Antonina had brought a sizable fleet with her from Constantinople, to begin with. She had enough transport ships to carry her grenadiers, the five hundred bucellari under Ashot’s command, and the infantrymen from the Army of Syria who would embark later at Seleuceia. The transports, all of them merchant sailing vessels, were escorted by two dromons, the oared warships favored by the Roman navy.

She had even requisitioned three of the great grain ships. The merchant combines which financed those ships had complained bitterly, despite Anto-nina’s generous compensation, but the Empress Theodora had cowed them into submission. Quite easily. A simple frown, a purse of the lips, a glance at the Grand Justiciar. The merchants had suddenly discovered their compensation was quite ample, thank you.

The huge grain haulers slowed her fleet considerably, but Antonina had had no choice. At a great ceremony in the Forum of Constantine, five days before her departure from Constantinople, Michael of Macedonia had presented her with the Knights Hospitaler who had volunteered for the Egyptian expedition. Antonina had been expecting the monks from the new religious order—but not three thousand of them, proudly drawn up in their simple white tunics, marked by the distinctive red cross.

What she had conceived of, initially, as a lean military expedition, had grown by leaps and bounds. No sooner had she obtained the grain ships for the Knights Hospitaler than a small horde of officials and bureaucrats showed up at the docks. These were staffs—the typically bloated staffs—for the newly-appointed civil and canonical authorities of Egypt, clerks, and scribes, in the main, to serve the new Praetorian Prefect of Egypt and the Patriarch of Alexandria. Each and every one of whom, naturally, luxuriated in the grandiose titles with which those mundane occupations were invariably annointed by Roman official custom: tabularii, scrinarii, cornicula-rii, commentarienses, magister libellorum, magister studiorum, speculatores, beneficiarii . . .

And so on and so forth.

They, too, wailed like lost sheep when presented with their crude shipboard accommodations—tents, for the most part, pitched on the decks of the small sailing ships which Antonina hastily rounded up, naturally over the wails of their owners.

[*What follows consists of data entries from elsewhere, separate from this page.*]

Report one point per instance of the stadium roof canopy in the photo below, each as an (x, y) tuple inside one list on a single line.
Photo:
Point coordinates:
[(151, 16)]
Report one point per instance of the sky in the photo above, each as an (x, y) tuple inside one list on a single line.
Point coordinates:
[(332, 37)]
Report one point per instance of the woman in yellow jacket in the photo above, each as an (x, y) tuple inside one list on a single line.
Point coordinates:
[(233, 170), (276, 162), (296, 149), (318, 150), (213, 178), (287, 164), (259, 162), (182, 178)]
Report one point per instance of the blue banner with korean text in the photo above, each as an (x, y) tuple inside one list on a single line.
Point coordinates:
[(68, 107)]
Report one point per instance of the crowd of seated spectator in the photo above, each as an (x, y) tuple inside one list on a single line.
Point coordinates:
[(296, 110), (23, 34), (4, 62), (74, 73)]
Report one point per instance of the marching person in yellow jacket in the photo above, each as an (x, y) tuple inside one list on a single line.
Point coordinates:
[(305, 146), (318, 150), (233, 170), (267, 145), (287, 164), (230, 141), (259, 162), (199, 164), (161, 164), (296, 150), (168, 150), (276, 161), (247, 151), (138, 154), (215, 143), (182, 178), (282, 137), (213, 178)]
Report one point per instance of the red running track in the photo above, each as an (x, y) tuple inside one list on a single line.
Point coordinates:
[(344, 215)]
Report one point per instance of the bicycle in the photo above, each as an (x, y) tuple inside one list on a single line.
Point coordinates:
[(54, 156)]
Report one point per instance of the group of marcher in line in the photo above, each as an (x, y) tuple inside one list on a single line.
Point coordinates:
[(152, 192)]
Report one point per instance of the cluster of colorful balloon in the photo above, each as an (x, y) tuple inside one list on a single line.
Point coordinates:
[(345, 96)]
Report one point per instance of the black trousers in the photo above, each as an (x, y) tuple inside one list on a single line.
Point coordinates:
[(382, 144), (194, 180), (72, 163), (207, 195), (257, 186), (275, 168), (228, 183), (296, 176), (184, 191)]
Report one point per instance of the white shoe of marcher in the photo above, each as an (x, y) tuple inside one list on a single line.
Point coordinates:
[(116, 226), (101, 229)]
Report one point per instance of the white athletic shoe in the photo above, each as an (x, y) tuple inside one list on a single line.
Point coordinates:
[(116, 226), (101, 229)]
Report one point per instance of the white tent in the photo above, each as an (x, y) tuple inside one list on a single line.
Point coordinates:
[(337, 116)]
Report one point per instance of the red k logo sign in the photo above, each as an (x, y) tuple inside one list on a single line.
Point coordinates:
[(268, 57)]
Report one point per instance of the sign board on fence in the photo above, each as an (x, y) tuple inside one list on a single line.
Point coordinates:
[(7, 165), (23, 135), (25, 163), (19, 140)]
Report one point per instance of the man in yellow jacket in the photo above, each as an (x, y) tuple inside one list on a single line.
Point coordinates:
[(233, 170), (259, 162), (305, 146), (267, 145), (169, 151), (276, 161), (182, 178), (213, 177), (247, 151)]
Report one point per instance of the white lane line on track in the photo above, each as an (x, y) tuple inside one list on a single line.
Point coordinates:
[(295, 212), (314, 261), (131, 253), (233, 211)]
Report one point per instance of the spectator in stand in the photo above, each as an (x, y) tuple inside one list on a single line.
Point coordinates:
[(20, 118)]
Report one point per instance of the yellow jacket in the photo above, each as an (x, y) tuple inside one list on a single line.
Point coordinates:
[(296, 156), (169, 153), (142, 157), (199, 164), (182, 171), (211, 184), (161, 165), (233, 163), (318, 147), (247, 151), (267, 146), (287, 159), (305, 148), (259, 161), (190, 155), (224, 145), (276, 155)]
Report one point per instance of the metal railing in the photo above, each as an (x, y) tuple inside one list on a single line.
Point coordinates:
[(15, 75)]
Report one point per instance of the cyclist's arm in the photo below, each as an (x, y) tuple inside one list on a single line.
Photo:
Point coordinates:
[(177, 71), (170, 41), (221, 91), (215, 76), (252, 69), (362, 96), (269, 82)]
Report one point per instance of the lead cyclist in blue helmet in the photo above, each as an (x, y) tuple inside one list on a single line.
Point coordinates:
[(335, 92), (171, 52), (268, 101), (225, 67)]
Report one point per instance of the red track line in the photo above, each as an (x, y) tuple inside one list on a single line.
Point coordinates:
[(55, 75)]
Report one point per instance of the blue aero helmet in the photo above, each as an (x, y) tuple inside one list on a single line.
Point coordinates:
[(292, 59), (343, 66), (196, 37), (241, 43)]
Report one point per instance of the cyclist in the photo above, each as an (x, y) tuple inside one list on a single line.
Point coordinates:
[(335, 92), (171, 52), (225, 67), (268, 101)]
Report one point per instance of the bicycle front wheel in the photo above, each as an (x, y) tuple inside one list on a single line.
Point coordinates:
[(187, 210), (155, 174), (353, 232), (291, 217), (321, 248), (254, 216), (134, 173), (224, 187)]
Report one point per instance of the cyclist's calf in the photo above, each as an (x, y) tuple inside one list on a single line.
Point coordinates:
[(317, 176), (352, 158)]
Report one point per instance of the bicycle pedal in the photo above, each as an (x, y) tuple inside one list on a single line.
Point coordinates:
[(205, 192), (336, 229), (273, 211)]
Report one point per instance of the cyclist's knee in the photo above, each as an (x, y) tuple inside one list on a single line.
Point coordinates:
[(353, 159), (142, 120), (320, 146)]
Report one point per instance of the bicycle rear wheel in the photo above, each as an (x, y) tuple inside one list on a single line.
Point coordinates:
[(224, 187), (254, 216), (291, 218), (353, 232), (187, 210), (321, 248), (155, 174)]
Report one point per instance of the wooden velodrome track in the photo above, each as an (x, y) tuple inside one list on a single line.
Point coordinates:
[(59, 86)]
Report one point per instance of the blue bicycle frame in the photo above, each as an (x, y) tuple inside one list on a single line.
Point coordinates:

But they, too, like the disgruntled grain traders, reconciled themselves to their fate. Theodora’s frown had almost magical capabilities, when it came to quelling indignant merchants and bureaucrats.

Then, the very day before departure, Michael had shown up to inform her, quite casually—insufferable saint! damnable prophet!—that many more Knights Hospitaler would be waiting in Seleuceia and Tyre and possibly other ports along the Levant, eager to join the crusade in Egypt.

Three more grain ships were seized—one of them overhauled by her dromons as it tried to flee the Golden Horn—emptied hurriedly of their cargoes and pressed into imperial service. Again, Theodora put her frown to work.

Finally, departure came. For a few days, Antonina luxuriated in the relative quiet of a sea voyage, until her arrival at Rhodes placed new demands upon her. John had been forewarned, by courier, of the imperial plan to transfer his armaments complex to Egypt. But, with his stubborn, mulish nature, he had made only half-hearted and lackadaisical efforts to organize the transfer. So, once again, the task had fallen on Antonina. She scrambled about, requisitioning ships on Rhodes itself—and then, coming up short, sending Ashot with the dromons to commandeer some of the vessels at Seleuceia—until the expedition was finally ready to sail.